It's 2am. Twenty-odd alerts just fired. A few are real — a database melting down and taking checkout with it, an auth cert that expired, a queue quietly saturating toward an outage. The rest are noise: a disk-usage alert that flaps every four minutes, two CPU blips that healed before you finished reading them, a duplicate of a ticket someone already owns, and a deploy that fixed itself. NoiseBench asks a frontier LLM to do what your on-call engineer does half-asleep: decide who to wake up — catching every real incident without drowning in the noise. Miss one real page and you've failed, no matter how clean the rest of your triage.
This is a benchmark for models, not products. Every model gets the same telemetry, the same tools, the same prompt. We measure the reasoning.
Modern observability stacks don't have a data problem — they have a paging problem. Alerts fire constantly. Most are noise: flaps, transients, deploy churn, duplicates of incidents already being worked. A few are real and need a human now. The skill that matters is triage: separating the one real incident from the pile of look-alikes — without missing the real one, and without waking someone for a blip.

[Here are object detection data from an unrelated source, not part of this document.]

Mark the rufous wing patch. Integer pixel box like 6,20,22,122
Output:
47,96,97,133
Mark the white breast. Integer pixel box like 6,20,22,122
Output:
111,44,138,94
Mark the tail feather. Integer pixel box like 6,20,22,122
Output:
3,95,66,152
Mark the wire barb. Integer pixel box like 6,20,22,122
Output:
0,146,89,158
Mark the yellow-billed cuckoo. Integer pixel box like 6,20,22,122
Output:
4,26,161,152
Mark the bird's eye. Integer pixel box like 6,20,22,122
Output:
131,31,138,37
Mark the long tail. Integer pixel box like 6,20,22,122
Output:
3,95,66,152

NoiseBench gives a model a batch of fired pages plus the context a good engineer would pull —
recent metric values, clustered log patterns, deploy history, whether the alert auto-resolved,
how often it has fired this hour, and which incidents are already open — and asks it to label
each page page (wake a human) or suppress (noise).
For each page, the model decides page vs suppress. We score the positive class (page)

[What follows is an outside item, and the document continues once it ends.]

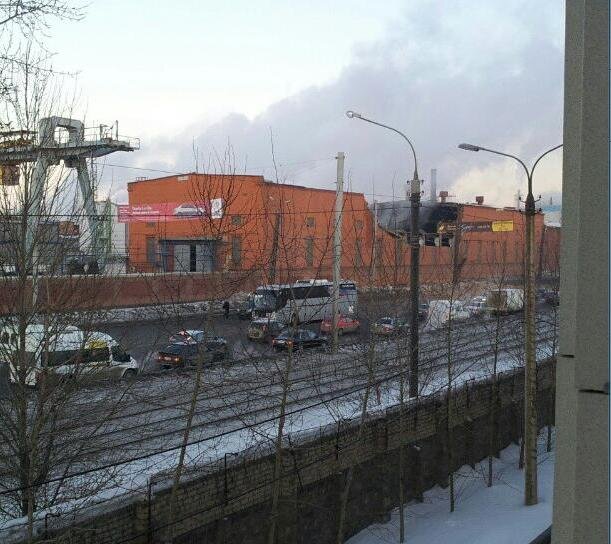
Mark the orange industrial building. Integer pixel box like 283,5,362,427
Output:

with precision / recall / F1, under one non-negotiable rule:
- You may not suppress a real incident. Each scenario contains at least one real, high-severity incident that must be paged. Suppress it and you score zero, no matter how clean the rest of your answer is. Missing a real SEV1 is the cardinal sin of on-call.

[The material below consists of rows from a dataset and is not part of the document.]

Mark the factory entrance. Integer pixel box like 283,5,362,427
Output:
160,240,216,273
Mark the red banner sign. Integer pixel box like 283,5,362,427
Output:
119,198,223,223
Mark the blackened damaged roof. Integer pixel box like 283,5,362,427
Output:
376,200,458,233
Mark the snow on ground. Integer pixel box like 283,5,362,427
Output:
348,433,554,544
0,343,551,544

- Over-paging is penalized. Every piece of noise you page costs precision. Because a real incident should collapse to a single page, the bar is unforgiving: at full recall, one false page already drops you below threshold.
It rewards exactly one behavior: wake a human for the real thing, and nothing else.
NoiseBench uses the Terminal-Bench task format, run by the
Harbor harness with the default terminus-2 agent. We
ship only the tasks + datasets + scoring — the harness and the models are external. Every
model is dropped into an identical Docker sandbox with the telemetry under /workdir/ and
standard shell tools (jq, grep, cat, …), and must write its decisions to
/workdir/triage.json. There is no product in the loop; this is a pure reasoning eval.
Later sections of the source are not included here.